Post by MICHAEL SHEPARD on May 31, 2023 21:15:38 GMT
Michael scooped up the folders from the passenger seat of his car. The detective who’d actually caught the case hadn’t been too keen on him taking the files out of the station, but that probably had more to do with the fact that it was the analyst asking than anything. If the breadcrumbs he’d been trying to put together actually led somewhere the guy would finally be able to close the case anyway. It was a win-win situation, if it worked out.
Yesterday he’d stood outside the shell of the house that’d burned almost down to the ground a fortnight ago. Most of the family had managed to escape once the alarm had sounded, but the grandfather hadn’t been so lucky. The blaze had trapped him in his bedroom and by the time the firefighters had pulled him out the smoke had already done its damage. At the time the police had believed that it was probably accidental, but the more the fire department had poked around in it all, the more hinky it seemed. That had been where he’d stomped in with his size elevens.

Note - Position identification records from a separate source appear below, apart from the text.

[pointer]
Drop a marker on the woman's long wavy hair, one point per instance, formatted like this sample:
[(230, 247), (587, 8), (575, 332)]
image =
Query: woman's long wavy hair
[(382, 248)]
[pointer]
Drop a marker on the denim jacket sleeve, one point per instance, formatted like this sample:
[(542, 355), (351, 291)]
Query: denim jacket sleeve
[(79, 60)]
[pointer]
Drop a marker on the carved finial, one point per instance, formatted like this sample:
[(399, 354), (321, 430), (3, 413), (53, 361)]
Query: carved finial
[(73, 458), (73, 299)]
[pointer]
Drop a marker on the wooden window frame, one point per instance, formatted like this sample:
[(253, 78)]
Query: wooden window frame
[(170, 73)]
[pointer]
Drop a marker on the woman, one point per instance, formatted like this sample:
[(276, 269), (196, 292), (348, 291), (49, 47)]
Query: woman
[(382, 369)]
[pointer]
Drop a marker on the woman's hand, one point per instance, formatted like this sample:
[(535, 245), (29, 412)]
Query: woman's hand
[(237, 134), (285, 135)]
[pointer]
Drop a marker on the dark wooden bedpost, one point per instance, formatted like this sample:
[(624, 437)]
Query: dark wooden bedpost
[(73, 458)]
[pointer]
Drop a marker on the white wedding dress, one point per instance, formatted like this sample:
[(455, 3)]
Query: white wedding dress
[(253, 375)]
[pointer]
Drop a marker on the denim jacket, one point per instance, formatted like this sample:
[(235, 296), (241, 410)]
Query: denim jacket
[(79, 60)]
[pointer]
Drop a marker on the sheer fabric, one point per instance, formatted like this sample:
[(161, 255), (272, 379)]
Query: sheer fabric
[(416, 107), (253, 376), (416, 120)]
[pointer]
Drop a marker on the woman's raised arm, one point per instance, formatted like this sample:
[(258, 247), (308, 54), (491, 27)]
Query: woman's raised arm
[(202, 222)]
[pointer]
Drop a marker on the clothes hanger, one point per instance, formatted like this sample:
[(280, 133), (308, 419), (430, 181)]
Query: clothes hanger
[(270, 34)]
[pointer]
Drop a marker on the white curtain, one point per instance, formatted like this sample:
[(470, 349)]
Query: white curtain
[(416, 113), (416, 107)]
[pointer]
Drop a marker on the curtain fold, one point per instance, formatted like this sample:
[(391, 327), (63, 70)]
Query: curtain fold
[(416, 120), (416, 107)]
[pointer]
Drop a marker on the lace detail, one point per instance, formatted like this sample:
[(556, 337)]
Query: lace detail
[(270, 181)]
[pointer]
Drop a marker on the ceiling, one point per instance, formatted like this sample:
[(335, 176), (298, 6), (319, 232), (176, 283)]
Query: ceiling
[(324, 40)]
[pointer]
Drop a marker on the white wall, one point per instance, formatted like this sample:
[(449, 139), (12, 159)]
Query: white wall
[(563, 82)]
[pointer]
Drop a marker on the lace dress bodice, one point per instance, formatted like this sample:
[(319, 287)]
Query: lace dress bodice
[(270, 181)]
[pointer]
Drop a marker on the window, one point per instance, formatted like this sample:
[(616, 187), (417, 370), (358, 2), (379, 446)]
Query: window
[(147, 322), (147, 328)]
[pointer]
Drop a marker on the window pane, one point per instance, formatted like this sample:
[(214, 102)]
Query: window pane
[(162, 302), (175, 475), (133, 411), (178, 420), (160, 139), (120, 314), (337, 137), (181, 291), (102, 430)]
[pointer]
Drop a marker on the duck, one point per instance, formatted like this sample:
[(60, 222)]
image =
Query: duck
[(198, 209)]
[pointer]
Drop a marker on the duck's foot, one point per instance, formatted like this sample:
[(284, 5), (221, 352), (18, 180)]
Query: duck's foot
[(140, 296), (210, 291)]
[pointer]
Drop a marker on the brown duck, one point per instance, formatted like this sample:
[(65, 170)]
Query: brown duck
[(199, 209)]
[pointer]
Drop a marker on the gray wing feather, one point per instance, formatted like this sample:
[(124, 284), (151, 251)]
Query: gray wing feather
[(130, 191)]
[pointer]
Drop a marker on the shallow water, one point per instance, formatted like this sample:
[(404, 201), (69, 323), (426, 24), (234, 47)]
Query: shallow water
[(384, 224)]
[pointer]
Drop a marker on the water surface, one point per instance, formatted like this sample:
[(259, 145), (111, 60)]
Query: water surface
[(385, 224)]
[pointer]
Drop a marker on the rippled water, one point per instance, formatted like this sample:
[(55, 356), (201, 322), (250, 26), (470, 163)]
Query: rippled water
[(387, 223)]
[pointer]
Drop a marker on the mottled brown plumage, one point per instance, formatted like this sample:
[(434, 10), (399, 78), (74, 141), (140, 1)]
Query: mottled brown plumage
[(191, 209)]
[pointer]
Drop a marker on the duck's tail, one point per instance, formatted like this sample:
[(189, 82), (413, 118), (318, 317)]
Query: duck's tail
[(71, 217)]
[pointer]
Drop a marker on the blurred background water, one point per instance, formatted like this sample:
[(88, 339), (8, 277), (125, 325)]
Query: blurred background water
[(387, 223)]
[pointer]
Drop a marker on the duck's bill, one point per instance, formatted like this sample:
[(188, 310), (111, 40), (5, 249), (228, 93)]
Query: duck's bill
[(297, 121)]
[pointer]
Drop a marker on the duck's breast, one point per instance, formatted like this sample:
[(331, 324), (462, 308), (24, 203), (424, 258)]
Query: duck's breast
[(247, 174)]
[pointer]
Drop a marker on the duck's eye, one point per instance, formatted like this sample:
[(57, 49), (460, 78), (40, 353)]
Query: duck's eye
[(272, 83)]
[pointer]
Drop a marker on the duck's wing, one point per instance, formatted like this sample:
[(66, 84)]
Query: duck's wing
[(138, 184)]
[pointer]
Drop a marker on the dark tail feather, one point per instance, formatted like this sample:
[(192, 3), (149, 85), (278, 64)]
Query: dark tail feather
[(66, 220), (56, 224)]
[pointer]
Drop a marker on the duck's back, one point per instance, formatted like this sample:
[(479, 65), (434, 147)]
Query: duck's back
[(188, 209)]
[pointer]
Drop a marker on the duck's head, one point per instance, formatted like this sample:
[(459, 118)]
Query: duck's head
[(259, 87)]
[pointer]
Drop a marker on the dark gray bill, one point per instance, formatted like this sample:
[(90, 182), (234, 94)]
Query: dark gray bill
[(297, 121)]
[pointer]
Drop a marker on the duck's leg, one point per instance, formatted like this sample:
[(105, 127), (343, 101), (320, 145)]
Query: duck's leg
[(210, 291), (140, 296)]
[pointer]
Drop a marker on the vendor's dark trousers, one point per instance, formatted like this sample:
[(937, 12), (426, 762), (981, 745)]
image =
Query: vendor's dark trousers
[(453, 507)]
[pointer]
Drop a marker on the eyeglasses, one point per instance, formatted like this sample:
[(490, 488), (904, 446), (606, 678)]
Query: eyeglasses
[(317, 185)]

Over the last year he’d started working his way further and further into the workings of the sheriff’s station. He was still reluctant to step over the line into actual police work – experience with the agency would get him so far, but he’d still need a trip through the academy to make things entirely official and juggling both school and raising Abi felt like it would be the straw that rebroke the camel’s back. For now working on pulling leads together for others worked for him (as long as the detectives didn’t get pissy over him tiptoeing through their case loads). The program he’d written and slipped into the system with Forbes’ OK pulled together the data that the detectives plugged into it and tried to find parallels in other cases. Sometimes it just ended up coincidences, or the computer saw connections that weren’t there, but every now and then …
He climbed out of the car and headed down the sidewalk towards the station. Every now and then it really worked, and he wanted to believe that the other blazes he’d found in the files were connected. Deliberate blazes that had been put out without loss of life the first couple of times, an arsonist, or worse, who seemed to be flying under the radar.
Looking around the garage as he entered, Michael tried to figure out where the firefighters were gonna be. He’d spent plenty of time in police stations and government offices over the years, but fire stations were new. There was no guaranteeing that the people on duty today had worked all the fires, but a trained set of eyes on the files, maybe they’d get lucky. Hearing someone at the rear of one of the engines, he approached, dipping his head to glance around the corner of the big red vehicle. ”Hey,” he called out to the guy. ”I wasn’t sure if it was alright to come in like this. I’m with the sheriff’s department. You mind if I ask you a few questions about a fire you might’ve attended?” Michael flipped open the badge fold on his belt – revealing his agency ID at the top and the badge the sheriff had provided below.